Mais l’ours polaire est-il vraiment menacé ?
Il n’y a pas d’accord scientifique jusqu’à maintenant sur le nombre d’ours polaires (20 000 ? 25 000 ?) et sur l’évolution de cet effectif. Il semble que leur population baisserait dans certaines régions (Mer de Beaufort, Svalbard), mais augmenterait ailleurs (Mer de Kara, Nouvelle-Zemble). Les ours migrent, pour des raisons parfois obscures, ce qui rend difficile leur comptage. Le message catastrophiste de certaines associations écologistes annonçant la disparition programmée de l’ours polaire, ne semble pas solidement argumenté.
L’interdiction de la chasse est-elle la meilleure protection ?
Pour les partisans de la chasse, la réglementation assure une meilleure protection que l‘interdiction totale qui, en faisant grimper le prix des peaux, est une incitation au braconnage. Un ralentissement du réchauffement climatique qui fait fondre la banquise, serait sans doute profitable aux ours dont c’est le terrain de chasse. Mais les auteurs émettent aussi une hypothèse crédible : la survie de l’ours polaire à la disparition de la banquise.
Des scientifiques proposent de préserver l’espèce en maintenant en captivité un certain nombre d’individus, ce qui provoque les critiques virulentes des auteurs. Les ours polaires élevés dans des zoos – il y en a 330 aujourd’hui dans le monde-, loin de leur milieu naturel, font preuve d’un comportement anormal. Ce n’est donc pas une solution pour conserver l’espèce.

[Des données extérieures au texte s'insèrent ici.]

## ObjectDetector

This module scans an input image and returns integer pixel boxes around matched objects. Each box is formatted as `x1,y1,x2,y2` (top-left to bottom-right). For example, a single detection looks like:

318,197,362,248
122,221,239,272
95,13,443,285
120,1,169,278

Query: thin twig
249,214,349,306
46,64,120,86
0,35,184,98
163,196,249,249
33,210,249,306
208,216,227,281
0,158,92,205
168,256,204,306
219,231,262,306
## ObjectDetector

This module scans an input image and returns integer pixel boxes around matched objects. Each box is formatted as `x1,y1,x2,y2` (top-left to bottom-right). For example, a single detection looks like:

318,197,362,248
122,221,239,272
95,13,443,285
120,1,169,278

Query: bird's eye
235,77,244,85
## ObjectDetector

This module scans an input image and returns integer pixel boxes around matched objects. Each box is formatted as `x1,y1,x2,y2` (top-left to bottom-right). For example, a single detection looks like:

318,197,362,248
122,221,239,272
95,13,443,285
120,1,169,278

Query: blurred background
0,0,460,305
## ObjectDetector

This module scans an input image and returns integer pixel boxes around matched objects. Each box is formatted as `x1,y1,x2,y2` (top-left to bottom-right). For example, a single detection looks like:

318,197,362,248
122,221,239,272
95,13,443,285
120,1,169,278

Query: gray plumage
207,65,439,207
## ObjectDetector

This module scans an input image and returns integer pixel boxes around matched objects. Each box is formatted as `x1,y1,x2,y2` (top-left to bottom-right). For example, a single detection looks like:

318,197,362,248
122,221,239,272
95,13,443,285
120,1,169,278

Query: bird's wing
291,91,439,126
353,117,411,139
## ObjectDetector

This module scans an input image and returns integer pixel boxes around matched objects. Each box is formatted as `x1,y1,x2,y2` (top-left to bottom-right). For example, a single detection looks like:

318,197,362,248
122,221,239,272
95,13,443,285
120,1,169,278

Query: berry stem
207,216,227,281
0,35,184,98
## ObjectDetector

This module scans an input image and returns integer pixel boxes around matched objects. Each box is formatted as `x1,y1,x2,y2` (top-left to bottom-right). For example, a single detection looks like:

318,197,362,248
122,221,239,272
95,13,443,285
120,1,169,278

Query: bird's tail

Si l’ours polaire n’est pas menacé de disparition à court terme et s’il semble faire preuve de capacités d’adaptation, pourquoi suscite-t-il tant d’émotion chez nos contemporains ?
Logo choisi par plusieurs entreprises commerciales dont la plus ancienne et la plus célèbre est Coca-Cola, mascotte de personnalités de tout type, vedette anthropomorphisée comme l’ourson Knut du zoo de Berlin auquel on a construit un mausolée, l’ours est un bon produit « marketing », surtout lorsque les médias le montrent malade, affamé, dérivant sur un glaçon fondant à vue d’œil. L’ouvrage insiste sur le niveau élevé de désinformation dont font preuve les journalistes de presse écrite et audiovisuelle ; il est aussi sévère à l’égard de certaines associations, comme Polar Bear International qui, en jouant sur la sensibilité des donateurs, recrutent beaucoup de fonds…plus ou moins destinés aux ours. L’ours ne rapporte pas uniquement de l’argent mais aussi de la sympathie, ce qu’a su utiliser Vladimir Poutine en visite en Terre François-Joseph « serrant la patte » d’une grande ourse devant les caméras, dans le style « la rencontre des géants ».
Au cours des derniers siècles, l’ours polaire a pu être menacé par des chasses excessives, puis, dans les dernières décennies, par les forages des compagnies pétrolières. Aujourd’hui, les traités internationaux et le souci de leur image des exploitants semblent protéger l’ours efficacement, du moins à court terme. Mais l’ours qui doit faire face à la diminution progressive de la banquise, sert à nous alerter sur les menaces du réchauffement climatique auquel contribuent largement les Etats-Unis qui se veulent son premier protecteur.